Sob o comando de Ricardo, os cruzados partiram de Acre pelo litoral, hoje costa israelense, em direção a Jerusalém, passando por Haifa, Cesaréia (antiga Caesarea) e Jafa, onde pequenos, porém violentos combates, se sucederam contra as forças de Saladino. O líder inglês, contando com apenas 10 mil homens, hesitou em avançar em direção ao interior para a conquista da Terra Santa, permanecendo na costa, para desespero de alguns soldados, que de tão longe haviam partido e sonhavam em guerrear em Jerusalém. No entanto, ele estava certo: não haveria como tomar a cidade com aquele contingente e, mesmo que a tomasse, não conseguiria mantê-la por muito tempo.

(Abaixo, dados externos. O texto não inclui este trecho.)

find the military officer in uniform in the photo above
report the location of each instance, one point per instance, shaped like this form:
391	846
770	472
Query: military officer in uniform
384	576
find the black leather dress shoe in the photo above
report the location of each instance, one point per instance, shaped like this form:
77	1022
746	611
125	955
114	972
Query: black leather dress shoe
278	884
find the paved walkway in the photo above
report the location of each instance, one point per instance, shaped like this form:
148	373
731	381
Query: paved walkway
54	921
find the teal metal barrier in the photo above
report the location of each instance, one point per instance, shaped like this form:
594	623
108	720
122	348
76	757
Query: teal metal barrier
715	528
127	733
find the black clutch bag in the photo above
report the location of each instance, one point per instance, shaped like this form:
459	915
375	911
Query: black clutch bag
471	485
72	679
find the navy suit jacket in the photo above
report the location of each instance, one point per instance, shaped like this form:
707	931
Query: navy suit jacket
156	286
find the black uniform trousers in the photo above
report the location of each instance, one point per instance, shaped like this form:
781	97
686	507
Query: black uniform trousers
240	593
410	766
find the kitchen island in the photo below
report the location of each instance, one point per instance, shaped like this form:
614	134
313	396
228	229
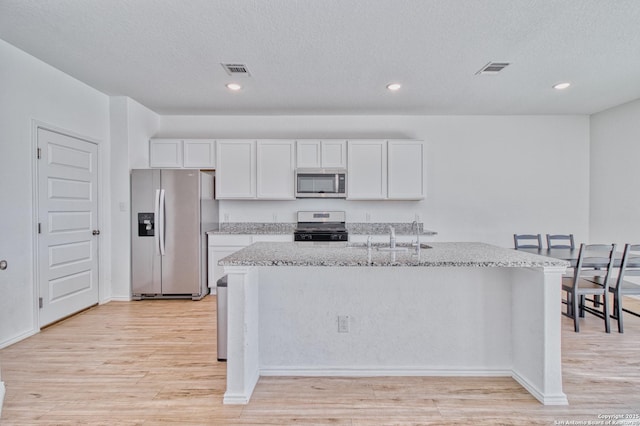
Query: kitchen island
454	309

Ao fim, dois dos maiores generais da fé na história, Ricardo Coração de Leão e Saladino, fizeram um acordo para que as cidades costeiras Tyro, Acre, Caesarea e Jaffa ficassem em poder dos cruzados, com a condição de que Jerusalém permanecesse com o Crescente. Os líderes decidiram que os peregrinos cristãos poderiam visitar a cidade e, assim, uma trégua de alguns meses foi estabelecida.
Dessa forma milhares de cruzados desistiram da causa e retornaram à Europa, inclusive o próprio Ricardo, enfraquecendo a luta cristã. Ele sabia da incapacidade das forças francas de enfrentar Saladino e também do risco que seus territórios na Europa sofriam com o assédio de seu antigo companheiro Philippe. Por ironias do destino, logo depois de sua partida, Saladino faleceu e o reino muçulmano, então, entraria em queda. Ricardo jurou que um dia retornaria para tomar Jerusalém, mas nunca o fez. Era o fim da Terceira Cruzada, batizada de a Cruzada dos Reis.

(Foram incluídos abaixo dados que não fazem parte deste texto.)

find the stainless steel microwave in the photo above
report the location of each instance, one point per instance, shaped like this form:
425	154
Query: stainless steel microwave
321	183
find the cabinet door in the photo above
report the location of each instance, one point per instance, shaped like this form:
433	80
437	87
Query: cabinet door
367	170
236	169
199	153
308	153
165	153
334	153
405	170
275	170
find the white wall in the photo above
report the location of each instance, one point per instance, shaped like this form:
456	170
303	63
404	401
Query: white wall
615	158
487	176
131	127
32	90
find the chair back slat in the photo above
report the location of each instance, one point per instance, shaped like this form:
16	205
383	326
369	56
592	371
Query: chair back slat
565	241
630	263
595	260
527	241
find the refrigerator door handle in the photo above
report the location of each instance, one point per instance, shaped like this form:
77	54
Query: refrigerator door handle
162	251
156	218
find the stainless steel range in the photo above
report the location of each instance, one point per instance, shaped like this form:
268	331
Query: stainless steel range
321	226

[1] Era um gênio militar, um dos melhores estrategistas de guerra das Cruzadas, e ainda por cima um líder carismático. Ao fim, voltou para a Europa, jurando que retornaria para tomar Jerusalém, mas nunca o fez. Morreu em 1199.
[2] Os cruzados queriam que Saladino devolvesse relíquias sagradas tomadas na Segunda Cruzada.